X Anniversarium is the seventh studio album by the Spanish band Estopa. It was released in 2009, marking the band's ten-year anniversary. Additionally a comic of the band was released called Ultimate Estopa, as well as a poster of the band and a flag of their first concert as a gift. The album received a Latin Grammy nomination for Best Pop Album by a Duo or Group with Vocals

==Track listing==

===CD 1===

| No. | Title | Length |
|---|---|---|
| 1. | "El run run" (featuring Rosario) | 3:25 |
| 2. | "Fuente de energía" (featuring El canto del loco) | 4:10 |
| 3. | "No quiero verla más" (featuring Macaco) | 3:17 |
| 4. | "Tu calorro" (featuring Muchachito Bombo Infierno) | 3:47 |
| 5. | "Ya no me acuerdo" (featuring Ana Belén) | 2:49 |
| 6. | "Cacho a cacho" (featuring Rosendo) | 3:11 |
| 7. | "Era" (featuring Joan Manuel Serrat) | 3:18 |
| 8. | "Cuerpo triste" (featuring Ojos de Brujo) | 3:31 |
| 9. | "Demonios" (featuring El Bicho) | 4:20 |
| 10. | "Como Camarón" (featuring Joaquín Sabina) | 3:22 |
| 11. | "Luna lunera" (featuring Chambao) | 4:04 |
| 12. | "El del medio de los Chichos" (featuring Los Chichos) | 3:47 |
| 13. | "Tan solo" (featuring Albert Pla) | 4:57 |

===CD 2===

| No. | Title | Length |
|---|---|---|
| 1. | "Hemicraneal" (Remixed by Carlos Jean) | 4:42 |
| 2. | "Cuando amanece" (Remixed by Nigel Walker) | 3:26 |
| 3. | "Cuando cae la luna" (Remixed by Fernando Montesinos) | 3:19 |
| 4. | "Me falta el aliento" (Remixed by Fernando Illán) | 3:47 |
| 5. | "Vino tinto" (Remixed by Bori Alarcón) | 3:14 |
| 6. | "La raja de tu falda" (Remixed by Alejo Stivel) | 3:23 |
| 7. | "Exiliado en el lavabo" (Remixed by Leiva (Pereza)) | 3:42 |
| 8. | "Malabares" (Remixed by Javier Limón) | 3:45 |
| 9. | "Pastillas de freno" (Remixed by Eugenio Muñoz) | 4:39 |
| 10. | "Descatalogando" (Remixed by Tino di Geraldo) | 4:21 |
| 11. | "Era" (Remixed by Suso Saiz) | 4:18 |

== DVD ==
The first DVD contains 24 video clips of the band, including live performances.

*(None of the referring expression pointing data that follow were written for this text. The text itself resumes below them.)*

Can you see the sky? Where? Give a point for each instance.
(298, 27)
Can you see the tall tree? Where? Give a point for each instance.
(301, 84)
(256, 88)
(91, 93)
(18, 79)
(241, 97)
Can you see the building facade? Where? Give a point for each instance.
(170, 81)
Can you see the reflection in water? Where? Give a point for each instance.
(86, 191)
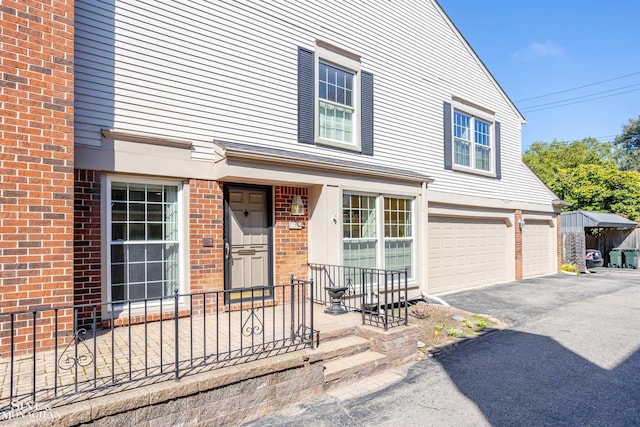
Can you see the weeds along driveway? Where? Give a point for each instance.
(571, 358)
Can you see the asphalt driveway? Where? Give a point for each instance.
(570, 358)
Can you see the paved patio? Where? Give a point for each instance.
(125, 357)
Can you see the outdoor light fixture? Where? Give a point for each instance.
(297, 207)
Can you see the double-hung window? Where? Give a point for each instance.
(335, 99)
(336, 104)
(144, 239)
(471, 139)
(472, 142)
(377, 232)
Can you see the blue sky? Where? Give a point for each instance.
(535, 48)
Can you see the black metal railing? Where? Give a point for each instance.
(380, 295)
(94, 348)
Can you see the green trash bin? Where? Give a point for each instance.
(630, 258)
(615, 258)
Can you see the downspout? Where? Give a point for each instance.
(424, 207)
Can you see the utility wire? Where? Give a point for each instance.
(578, 87)
(580, 97)
(579, 102)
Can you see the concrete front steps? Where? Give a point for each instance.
(355, 353)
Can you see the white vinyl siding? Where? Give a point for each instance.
(205, 71)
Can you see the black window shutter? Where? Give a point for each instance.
(496, 127)
(448, 137)
(306, 96)
(366, 113)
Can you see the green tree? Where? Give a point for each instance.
(600, 188)
(585, 173)
(547, 159)
(628, 145)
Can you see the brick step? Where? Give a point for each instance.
(336, 333)
(350, 368)
(343, 347)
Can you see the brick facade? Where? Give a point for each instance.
(36, 162)
(291, 245)
(517, 217)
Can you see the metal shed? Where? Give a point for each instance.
(583, 230)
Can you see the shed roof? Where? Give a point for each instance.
(579, 220)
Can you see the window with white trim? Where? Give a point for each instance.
(472, 142)
(144, 239)
(377, 232)
(336, 103)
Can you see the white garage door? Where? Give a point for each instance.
(538, 248)
(464, 253)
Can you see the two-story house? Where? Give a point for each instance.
(227, 144)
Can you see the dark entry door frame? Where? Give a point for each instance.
(227, 229)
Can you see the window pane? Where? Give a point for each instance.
(136, 231)
(117, 253)
(154, 271)
(336, 123)
(136, 192)
(118, 293)
(154, 212)
(136, 273)
(154, 193)
(482, 133)
(483, 159)
(360, 254)
(118, 231)
(119, 212)
(461, 126)
(118, 191)
(136, 253)
(398, 254)
(117, 274)
(461, 151)
(155, 290)
(154, 232)
(154, 252)
(137, 291)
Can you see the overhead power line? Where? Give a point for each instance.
(584, 100)
(564, 101)
(578, 87)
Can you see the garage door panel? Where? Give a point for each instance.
(467, 252)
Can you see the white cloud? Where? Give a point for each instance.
(538, 50)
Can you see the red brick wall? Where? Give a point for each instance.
(206, 217)
(87, 275)
(291, 246)
(517, 216)
(36, 160)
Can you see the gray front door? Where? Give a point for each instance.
(248, 241)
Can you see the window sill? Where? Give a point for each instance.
(355, 148)
(471, 171)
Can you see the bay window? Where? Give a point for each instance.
(377, 232)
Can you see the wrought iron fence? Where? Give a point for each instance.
(380, 295)
(129, 343)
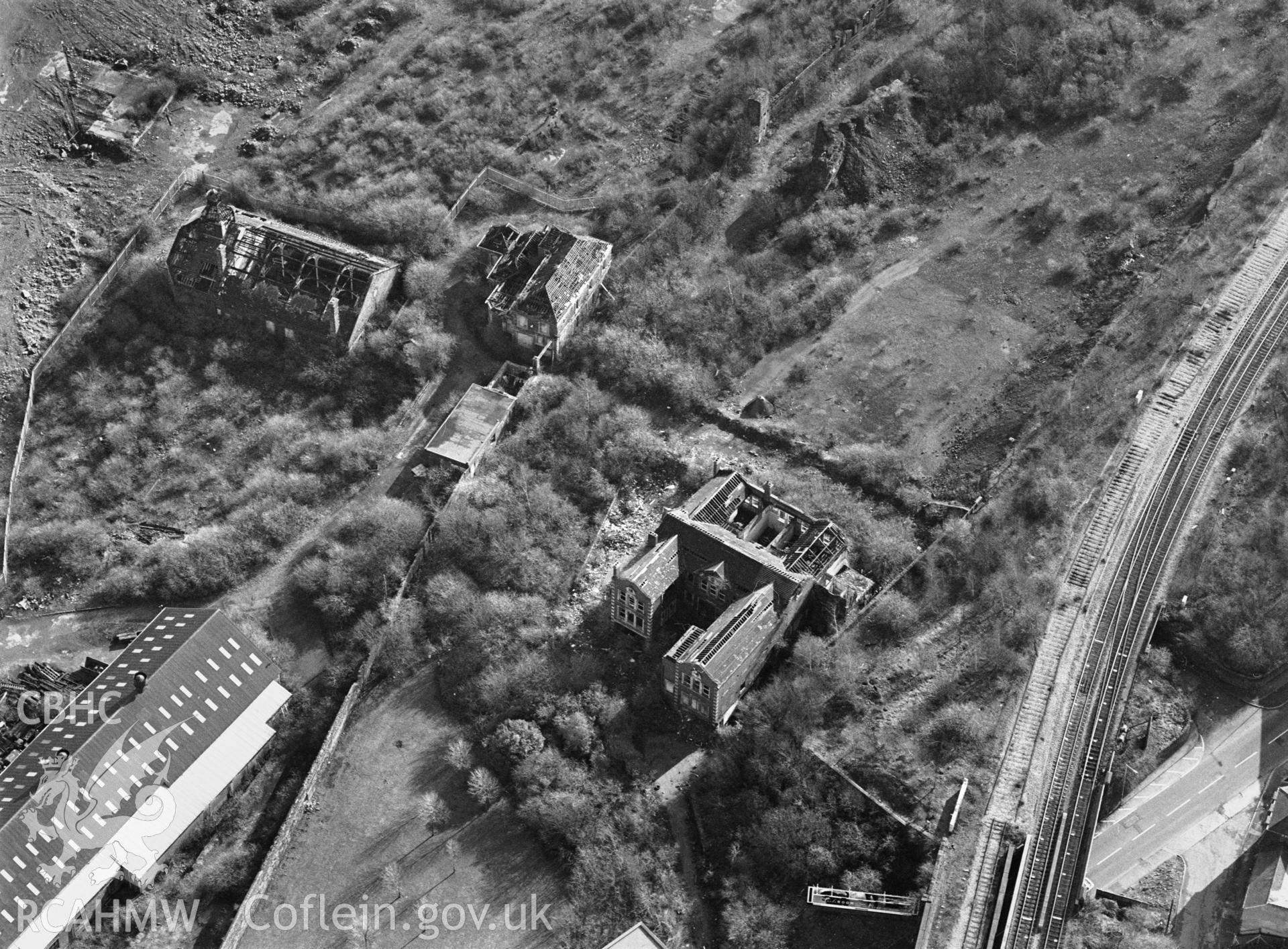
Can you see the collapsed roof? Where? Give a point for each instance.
(222, 249)
(540, 272)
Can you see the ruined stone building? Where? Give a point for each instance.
(739, 568)
(543, 284)
(262, 274)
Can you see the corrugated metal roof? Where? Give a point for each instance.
(541, 271)
(639, 936)
(155, 830)
(737, 634)
(466, 432)
(655, 569)
(747, 566)
(201, 676)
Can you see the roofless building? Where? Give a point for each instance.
(263, 275)
(740, 568)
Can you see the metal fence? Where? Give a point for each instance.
(81, 321)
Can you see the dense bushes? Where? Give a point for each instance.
(775, 820)
(360, 560)
(553, 719)
(1234, 569)
(229, 444)
(1028, 62)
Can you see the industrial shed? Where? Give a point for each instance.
(98, 799)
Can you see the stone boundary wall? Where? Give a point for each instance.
(299, 809)
(305, 796)
(566, 205)
(83, 320)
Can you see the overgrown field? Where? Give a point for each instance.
(1050, 155)
(170, 459)
(1233, 565)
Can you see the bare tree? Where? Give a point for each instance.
(460, 754)
(483, 787)
(432, 810)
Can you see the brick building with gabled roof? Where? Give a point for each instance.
(708, 670)
(742, 568)
(260, 274)
(543, 284)
(95, 799)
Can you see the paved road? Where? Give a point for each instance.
(1152, 827)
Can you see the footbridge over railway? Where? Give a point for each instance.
(1030, 863)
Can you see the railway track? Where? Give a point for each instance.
(1045, 894)
(1057, 748)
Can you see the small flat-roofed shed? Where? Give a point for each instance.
(470, 428)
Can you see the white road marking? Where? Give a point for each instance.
(1144, 832)
(1106, 858)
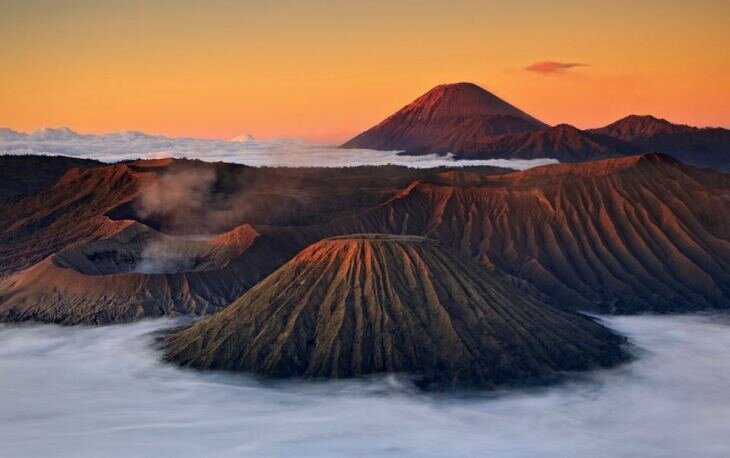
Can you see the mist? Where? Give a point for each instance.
(120, 146)
(73, 391)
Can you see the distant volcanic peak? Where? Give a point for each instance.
(463, 100)
(443, 118)
(363, 304)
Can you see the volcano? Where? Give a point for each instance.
(444, 118)
(370, 303)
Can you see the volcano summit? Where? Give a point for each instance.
(363, 304)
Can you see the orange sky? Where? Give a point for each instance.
(325, 72)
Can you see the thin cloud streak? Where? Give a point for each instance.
(549, 67)
(120, 146)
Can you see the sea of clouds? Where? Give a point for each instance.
(118, 146)
(90, 392)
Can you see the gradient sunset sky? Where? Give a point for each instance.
(324, 71)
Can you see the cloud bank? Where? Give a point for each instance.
(109, 395)
(244, 150)
(550, 67)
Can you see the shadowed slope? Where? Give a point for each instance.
(620, 235)
(133, 274)
(446, 116)
(365, 304)
(22, 175)
(704, 147)
(563, 142)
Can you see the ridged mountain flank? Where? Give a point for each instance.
(364, 304)
(445, 117)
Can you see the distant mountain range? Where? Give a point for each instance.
(471, 123)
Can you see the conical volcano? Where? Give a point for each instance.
(446, 118)
(363, 304)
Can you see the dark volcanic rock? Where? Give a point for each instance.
(704, 147)
(444, 118)
(364, 304)
(22, 175)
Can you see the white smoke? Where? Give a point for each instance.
(274, 153)
(89, 392)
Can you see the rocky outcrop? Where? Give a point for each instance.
(444, 118)
(366, 304)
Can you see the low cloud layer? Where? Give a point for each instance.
(278, 153)
(550, 67)
(109, 395)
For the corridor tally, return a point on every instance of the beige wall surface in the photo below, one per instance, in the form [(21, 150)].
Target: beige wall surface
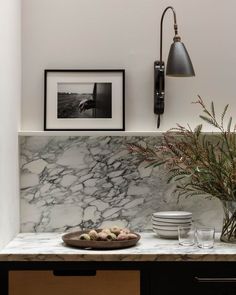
[(10, 91), (100, 34)]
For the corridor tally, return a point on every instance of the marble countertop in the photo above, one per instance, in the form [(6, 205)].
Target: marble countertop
[(50, 247)]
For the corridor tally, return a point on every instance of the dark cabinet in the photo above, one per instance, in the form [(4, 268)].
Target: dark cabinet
[(204, 278)]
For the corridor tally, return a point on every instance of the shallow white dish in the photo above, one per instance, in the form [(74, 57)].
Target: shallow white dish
[(172, 220), (163, 227), (168, 234), (159, 223), (172, 214)]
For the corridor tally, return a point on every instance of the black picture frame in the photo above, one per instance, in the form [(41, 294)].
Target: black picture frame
[(108, 92)]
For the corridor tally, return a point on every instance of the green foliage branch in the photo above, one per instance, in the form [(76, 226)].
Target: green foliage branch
[(199, 163)]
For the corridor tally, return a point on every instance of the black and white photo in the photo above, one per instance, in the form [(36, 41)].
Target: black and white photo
[(84, 100)]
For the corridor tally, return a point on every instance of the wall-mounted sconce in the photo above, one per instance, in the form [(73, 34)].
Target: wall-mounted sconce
[(178, 65)]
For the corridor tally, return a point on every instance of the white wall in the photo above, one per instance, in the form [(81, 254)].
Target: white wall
[(10, 92), (125, 34)]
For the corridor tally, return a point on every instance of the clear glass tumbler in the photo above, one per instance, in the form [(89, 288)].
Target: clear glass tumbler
[(205, 237), (186, 235)]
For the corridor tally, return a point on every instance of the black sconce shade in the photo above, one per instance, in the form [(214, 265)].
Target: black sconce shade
[(179, 63)]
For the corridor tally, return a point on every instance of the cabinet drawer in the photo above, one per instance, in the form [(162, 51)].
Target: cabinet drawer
[(100, 283)]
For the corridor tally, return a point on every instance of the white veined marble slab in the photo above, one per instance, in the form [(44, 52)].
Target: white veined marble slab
[(49, 247)]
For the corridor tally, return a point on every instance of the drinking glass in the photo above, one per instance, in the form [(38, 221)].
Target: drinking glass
[(186, 235), (205, 237)]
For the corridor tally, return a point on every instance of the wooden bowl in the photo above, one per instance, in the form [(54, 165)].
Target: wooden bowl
[(72, 239)]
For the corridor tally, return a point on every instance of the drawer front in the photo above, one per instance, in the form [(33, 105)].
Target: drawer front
[(216, 285), (62, 283)]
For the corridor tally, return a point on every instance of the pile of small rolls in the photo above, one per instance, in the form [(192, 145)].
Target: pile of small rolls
[(114, 233)]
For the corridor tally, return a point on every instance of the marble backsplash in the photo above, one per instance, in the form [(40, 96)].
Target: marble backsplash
[(83, 182)]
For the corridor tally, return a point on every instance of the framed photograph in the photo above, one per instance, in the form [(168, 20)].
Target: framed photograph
[(84, 100)]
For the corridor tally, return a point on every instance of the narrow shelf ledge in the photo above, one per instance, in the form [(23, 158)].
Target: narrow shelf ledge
[(89, 133)]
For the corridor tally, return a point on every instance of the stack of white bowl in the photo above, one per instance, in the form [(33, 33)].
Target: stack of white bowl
[(165, 223)]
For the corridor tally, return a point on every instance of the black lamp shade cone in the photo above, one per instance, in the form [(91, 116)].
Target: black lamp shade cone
[(179, 63)]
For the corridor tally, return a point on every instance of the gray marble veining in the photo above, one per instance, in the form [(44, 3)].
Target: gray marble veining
[(83, 182), (49, 247)]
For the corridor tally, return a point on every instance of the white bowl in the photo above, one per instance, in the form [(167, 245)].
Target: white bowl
[(172, 220), (169, 234), (163, 227), (159, 223), (172, 214)]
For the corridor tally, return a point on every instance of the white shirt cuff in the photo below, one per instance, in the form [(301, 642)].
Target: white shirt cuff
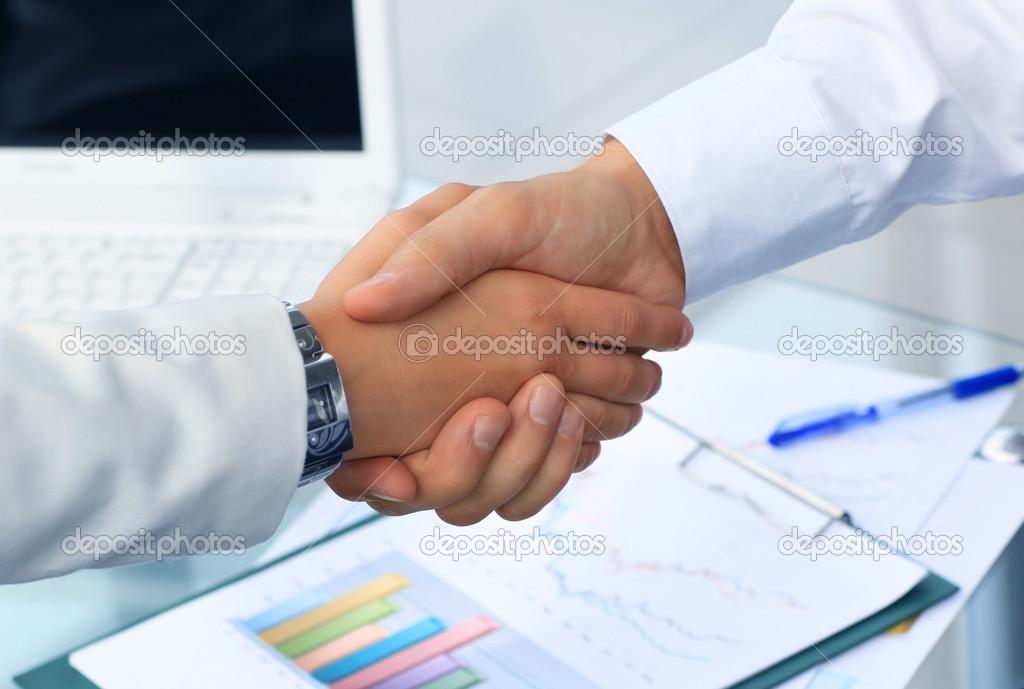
[(739, 207)]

The second DVD called Regreso a la española is a documentary of the band narrated by their friends the band member José and David, and was directed by Andreu Buenafuente. The DVD also contains their first live performance (December 2, 2000) on the Palacio de Deportes de la Comunidad de Madrid.

1. La raja de tu falda
2. Como Camarón
3. Cacho a cacho
4. Tu calorro
5. Suma y sigue
6. Me falta el aliento
7. El del medio de los chichos
8. Vino tinto
9. Partiendo la pana
10. Demonios
11. Nasío pa la alegría
12. Rumba triste
13. Fuente de energía
14. Pastillas de freno
15. Tragicomedia
16. Ya no me acuerdo
17. Vacaciones
18. No quiero verla mas
19. Lunes
20. Malabares
21. Cuando amanece
22. Cuerpo triste
23. Hemicraneal
24. Pesadilla

==Certification==

| Region | Certification | Certified units/sales |
| Spain (PROMUSICAE) | 2× Platinum | 120,000^{^} |
^{^} Shipments figures based on certification alone.